This PR fixes issue https://github.com/epfl-ecps/channelflow/issues/4 , a numerical overflow issue for a boundary value problem in PressureSolver. It only gets triggered for y domains [a,b] with large a or b and very fine discretizations (large values of kx/Lx or kz/Lz).
The prior formulation of the general solution of the BVP was g(y) = c exp(mu y) + d exp(-mu y), where mu = 2 pi sqrt( (kx/Lx)^2 + (kz/Lz)^2). The resultant formulae for c and d in terms of the boundary conditions have terms with exp(mu a) and exp(mu b). When I ran an ASBL simulation with [a,b] = [0,4], Lx=4, Lz=2, Nx = 128, Nz=162, this produced kxmax=41, kzmax=53 and and mu = 180, approximately. Then exp(mu b) = exp(720) = 5e312, which is overflow in double precision!
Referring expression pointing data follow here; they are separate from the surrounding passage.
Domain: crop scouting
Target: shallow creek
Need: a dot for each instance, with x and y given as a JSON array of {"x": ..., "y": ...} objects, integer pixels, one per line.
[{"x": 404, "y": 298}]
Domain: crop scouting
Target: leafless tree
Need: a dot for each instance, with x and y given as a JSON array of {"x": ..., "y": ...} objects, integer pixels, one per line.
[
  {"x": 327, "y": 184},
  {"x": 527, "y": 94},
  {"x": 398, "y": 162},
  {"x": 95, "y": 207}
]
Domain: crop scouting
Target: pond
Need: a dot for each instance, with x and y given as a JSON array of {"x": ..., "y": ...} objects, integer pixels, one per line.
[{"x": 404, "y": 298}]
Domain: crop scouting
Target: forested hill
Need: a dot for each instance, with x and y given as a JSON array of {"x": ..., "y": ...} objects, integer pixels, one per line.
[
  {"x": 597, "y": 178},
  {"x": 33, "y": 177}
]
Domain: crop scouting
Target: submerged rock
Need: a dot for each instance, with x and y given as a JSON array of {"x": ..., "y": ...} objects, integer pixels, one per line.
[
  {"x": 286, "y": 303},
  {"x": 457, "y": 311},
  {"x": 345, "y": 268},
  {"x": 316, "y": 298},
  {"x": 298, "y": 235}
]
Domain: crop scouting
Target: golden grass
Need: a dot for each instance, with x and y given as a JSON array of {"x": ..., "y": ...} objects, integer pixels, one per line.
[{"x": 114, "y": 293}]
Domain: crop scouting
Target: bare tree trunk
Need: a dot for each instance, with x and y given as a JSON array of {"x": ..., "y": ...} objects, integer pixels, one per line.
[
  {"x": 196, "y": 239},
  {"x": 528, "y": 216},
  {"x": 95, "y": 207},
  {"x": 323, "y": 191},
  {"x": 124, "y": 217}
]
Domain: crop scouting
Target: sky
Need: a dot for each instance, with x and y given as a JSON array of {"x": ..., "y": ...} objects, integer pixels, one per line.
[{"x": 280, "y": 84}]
The solution is to reformulate the general solution as g(y) = c exp(mu(y-a)) + d exp(-mu(y-b)). Note that exp(mu(y-a)) and exp(-mu(y-b)) are bounded between 0 and 1 on the interval y in [a,b] for mu>0, and thus the formulae for the constants c and d are much better behaved --they involve exponentials only of the form exp(-mu H) where H = b-a, and it's fine if those underflow to zero.
The reformulation passes pressureTest and my triggering ASBL case now computes fine.